Without further ado…The Groomsmen:

The Brother-in-Law: Let’s kick things off with Maggie’s brother Lane. Classic southern male. Tall, rugged, loves to fish and hunt. Dead ringer for a young Harrison Ford. Has the big pickup truck that he looks born to drive (whereas I, in the same truck, look like Mike Dukakis driving a tank). Big accent. Talks. Real. Slow. Then says in 12 words what I had been trying to say for the last 12 minutes. Loves to drink with the boys, yet is always in the running for World’s Greatest Dad.

The Other Brother-in-Law: Or soon to be. Alex and I were teammates in college. Played the same position. He was an All-American, I was on the bench watching. He’s still playing professional hockey at 32, and has spent the last two years being the most popular foreign athlete in several small European countries. He has a bronze medal from the World Championships. He’s really funny and smart, and he’s impossibly good-looking. Seriously. Think Pierce Brosnan or Dermot Mulroney, only without the metrosexuality. True story: right after college, I was dating a girl in Boston who wasn’t Maggie. So we’re out at a bar with four of her friends, standing in a circle at the bar talking and waiting for some of my friends to come. So in walks Alex, whom these girls have never met. I wave so he can find us at the bar, and the girls turn and see him and go silent, except for some hyperventilating. Then one of them turns to me and says “Wait, you actually know him?!” Oh, and three years ago he started dating my younger sister. They’re getting married next year.

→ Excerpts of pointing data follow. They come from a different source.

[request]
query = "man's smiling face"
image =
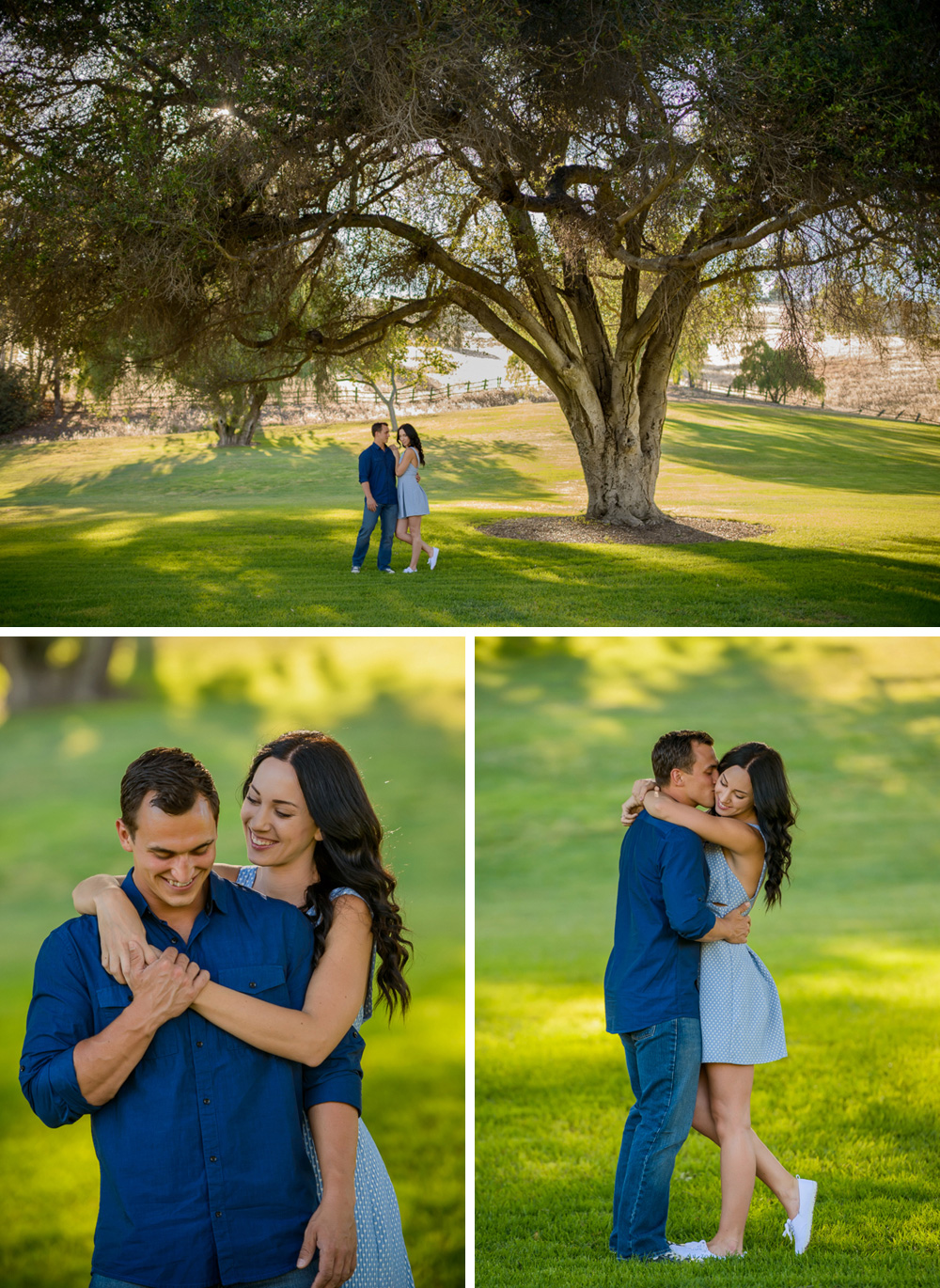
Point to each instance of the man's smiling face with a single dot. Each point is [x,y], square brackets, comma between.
[173,854]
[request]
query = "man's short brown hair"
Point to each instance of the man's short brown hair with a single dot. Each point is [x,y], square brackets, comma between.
[175,777]
[676,751]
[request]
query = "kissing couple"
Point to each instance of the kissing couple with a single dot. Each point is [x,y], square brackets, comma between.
[695,1008]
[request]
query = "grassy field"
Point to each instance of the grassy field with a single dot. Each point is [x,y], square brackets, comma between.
[561,730]
[59,773]
[150,532]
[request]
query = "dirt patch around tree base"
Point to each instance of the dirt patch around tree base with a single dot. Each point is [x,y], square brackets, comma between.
[679,529]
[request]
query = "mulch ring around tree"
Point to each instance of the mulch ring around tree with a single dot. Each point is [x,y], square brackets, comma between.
[680,529]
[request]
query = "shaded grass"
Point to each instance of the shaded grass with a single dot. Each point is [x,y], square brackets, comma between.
[561,730]
[58,789]
[169,531]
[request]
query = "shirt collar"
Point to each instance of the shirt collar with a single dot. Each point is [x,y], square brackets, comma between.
[219,895]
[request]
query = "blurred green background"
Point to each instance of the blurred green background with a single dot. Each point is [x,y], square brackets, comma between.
[397,705]
[563,727]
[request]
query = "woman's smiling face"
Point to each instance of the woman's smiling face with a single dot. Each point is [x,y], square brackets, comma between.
[734,793]
[278,828]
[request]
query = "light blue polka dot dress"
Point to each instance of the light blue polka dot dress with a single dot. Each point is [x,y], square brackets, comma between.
[742,1022]
[382,1257]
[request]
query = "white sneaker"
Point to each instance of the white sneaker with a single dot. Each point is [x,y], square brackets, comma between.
[800,1228]
[697,1250]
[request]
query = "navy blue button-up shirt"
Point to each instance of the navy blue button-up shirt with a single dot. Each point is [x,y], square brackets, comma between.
[378,469]
[205,1179]
[651,974]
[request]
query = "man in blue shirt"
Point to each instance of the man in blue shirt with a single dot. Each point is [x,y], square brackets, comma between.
[204,1175]
[650,991]
[378,478]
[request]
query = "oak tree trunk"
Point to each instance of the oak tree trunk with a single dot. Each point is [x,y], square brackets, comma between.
[239,433]
[37,681]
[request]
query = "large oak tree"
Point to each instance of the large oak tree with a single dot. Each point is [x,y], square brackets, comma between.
[572,174]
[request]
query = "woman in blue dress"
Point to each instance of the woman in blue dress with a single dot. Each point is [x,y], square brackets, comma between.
[747,849]
[413,498]
[314,840]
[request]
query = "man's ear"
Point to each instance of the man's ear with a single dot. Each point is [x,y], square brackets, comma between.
[124,836]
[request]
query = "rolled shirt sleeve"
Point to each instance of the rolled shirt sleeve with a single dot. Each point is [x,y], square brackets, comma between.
[61,1015]
[338,1077]
[685,885]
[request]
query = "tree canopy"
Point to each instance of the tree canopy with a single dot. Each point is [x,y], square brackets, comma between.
[573,174]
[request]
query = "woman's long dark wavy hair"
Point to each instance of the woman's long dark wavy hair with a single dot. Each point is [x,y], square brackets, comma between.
[415,441]
[774,807]
[349,853]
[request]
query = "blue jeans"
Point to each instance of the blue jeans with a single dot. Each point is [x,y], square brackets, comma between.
[664,1062]
[292,1280]
[389,518]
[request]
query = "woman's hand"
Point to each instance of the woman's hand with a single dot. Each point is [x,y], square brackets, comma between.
[651,801]
[120,926]
[640,787]
[630,810]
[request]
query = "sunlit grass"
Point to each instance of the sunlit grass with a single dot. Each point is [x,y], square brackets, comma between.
[167,532]
[59,773]
[561,730]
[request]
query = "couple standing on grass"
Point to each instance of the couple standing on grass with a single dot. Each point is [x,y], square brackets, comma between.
[400,510]
[206,1016]
[695,1008]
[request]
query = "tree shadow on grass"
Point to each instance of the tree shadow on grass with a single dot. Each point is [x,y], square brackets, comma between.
[813,451]
[299,469]
[253,567]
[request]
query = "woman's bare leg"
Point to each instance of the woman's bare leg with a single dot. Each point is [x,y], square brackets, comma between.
[769,1169]
[729,1095]
[417,545]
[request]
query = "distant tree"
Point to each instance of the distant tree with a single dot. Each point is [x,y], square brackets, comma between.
[45,674]
[776,372]
[396,365]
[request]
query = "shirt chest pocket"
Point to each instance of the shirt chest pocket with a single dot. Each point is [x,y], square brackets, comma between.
[165,1044]
[265,982]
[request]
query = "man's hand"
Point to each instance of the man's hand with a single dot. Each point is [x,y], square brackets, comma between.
[166,987]
[333,1231]
[733,929]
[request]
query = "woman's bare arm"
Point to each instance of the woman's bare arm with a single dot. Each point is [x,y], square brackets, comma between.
[118,923]
[730,834]
[334,996]
[331,1229]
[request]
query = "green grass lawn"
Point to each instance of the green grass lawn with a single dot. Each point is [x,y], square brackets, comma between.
[170,532]
[561,730]
[59,773]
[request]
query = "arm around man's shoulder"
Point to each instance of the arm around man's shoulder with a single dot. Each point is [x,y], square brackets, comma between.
[685,885]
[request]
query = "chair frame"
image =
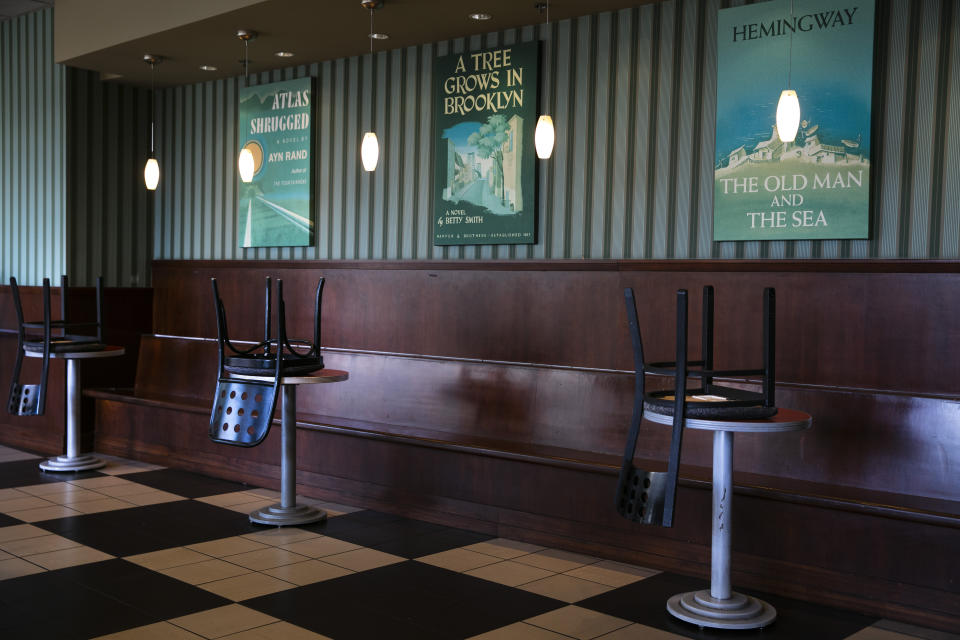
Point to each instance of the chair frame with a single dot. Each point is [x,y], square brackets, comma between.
[649,497]
[279,353]
[30,399]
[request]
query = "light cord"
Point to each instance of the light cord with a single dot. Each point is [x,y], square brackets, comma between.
[153,100]
[790,59]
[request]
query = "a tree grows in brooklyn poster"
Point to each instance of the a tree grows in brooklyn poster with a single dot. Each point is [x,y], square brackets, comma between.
[484,161]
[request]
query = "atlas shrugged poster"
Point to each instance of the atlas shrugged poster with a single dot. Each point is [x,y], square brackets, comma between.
[818,186]
[484,162]
[274,121]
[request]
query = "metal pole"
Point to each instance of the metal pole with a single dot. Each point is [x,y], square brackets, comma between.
[722,515]
[288,445]
[73,408]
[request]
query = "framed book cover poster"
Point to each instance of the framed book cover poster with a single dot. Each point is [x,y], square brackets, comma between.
[817,186]
[484,162]
[275,123]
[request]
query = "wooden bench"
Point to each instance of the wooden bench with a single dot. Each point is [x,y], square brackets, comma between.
[411,434]
[516,425]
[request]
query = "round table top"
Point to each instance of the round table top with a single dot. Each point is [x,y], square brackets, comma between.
[324,375]
[110,351]
[783,420]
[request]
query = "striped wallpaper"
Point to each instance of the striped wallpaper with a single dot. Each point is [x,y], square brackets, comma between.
[108,141]
[633,98]
[71,158]
[632,94]
[32,165]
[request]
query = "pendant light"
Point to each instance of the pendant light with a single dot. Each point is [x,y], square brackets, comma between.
[544,136]
[151,171]
[788,108]
[245,163]
[370,146]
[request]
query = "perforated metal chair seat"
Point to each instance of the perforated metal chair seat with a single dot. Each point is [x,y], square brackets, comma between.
[258,365]
[66,344]
[714,402]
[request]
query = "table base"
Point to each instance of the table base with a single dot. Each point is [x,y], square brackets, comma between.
[280,516]
[85,462]
[736,612]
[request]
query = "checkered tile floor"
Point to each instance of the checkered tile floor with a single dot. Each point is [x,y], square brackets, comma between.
[140,552]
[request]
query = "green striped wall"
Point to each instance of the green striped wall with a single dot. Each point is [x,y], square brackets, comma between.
[633,96]
[32,165]
[71,158]
[108,222]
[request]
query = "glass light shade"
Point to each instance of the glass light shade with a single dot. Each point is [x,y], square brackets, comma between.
[788,115]
[246,165]
[544,137]
[151,174]
[369,151]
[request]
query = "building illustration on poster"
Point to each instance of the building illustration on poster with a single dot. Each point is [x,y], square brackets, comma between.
[816,186]
[274,123]
[484,166]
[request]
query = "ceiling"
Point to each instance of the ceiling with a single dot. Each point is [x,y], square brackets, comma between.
[112,38]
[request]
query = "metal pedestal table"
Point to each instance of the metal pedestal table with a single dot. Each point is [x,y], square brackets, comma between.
[287,512]
[74,460]
[720,607]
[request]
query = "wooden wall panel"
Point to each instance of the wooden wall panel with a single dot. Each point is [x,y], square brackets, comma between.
[127,314]
[544,347]
[861,325]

The Rabbi: Travis = not an actual rabbi. Not even Jewish. Not so much religious at all, as far as I know. But “Rabbi” is the term Wall Street uses for mentor, and it fits here perfectly. He’s only four years older than I am but he’s twice as good as I am at the same job, and he casually refers to himself as my Yoda, since every prediction he’s made about my life since the day we met has come true. For example, he told me I’d become nearsighted staring at trading screens all day, and I bragged about my 20-15 vision. Eventually, I had to ask his advice on local lasik surgeons. And after he met Maggie for the first time, he told me I’d be engaged in 9 months. I laughed him right out of the room, and eight months later asked for the phone number to his diamond guy. And if that’s not bad enough, he looks exactly like David Beckham. I mean exactly, right down to the four-too-many tattoos that look dumb on everyone else and uncomfortably cool on him. And he coaches his four-year-old daughter’s soccer team.

The Dean: My father, the Best Man. If I had a dollar for every time a woman met my father and then said to me some variation of “well I certainly see where you get your charm,” I could buy America out of recession. We are alike in almost every way, except he’s older, more seasoned, and has a better tan. Plus, he’s a much MUCH better writer. Not only is he coming to the bachelor party, but I guarantee my friends are more excited to see him than to see me. He’s like the love child of a pre-shotgun Ernest Hemingway and The World’s Most Interesting Man from those Dos Equis commercials.

So there you have it. I couldn’t ask for a better group, even if I’m way over my head standing next to them.

And don’t even get me started on our Master of Ceremonies…

1 comment:

Anonymous said...

Great post. Very well written and equally as entertaining. No need to fret, I'm sure you'll be the most handsome man at your wedding, and if not, at least the best F-word blogger.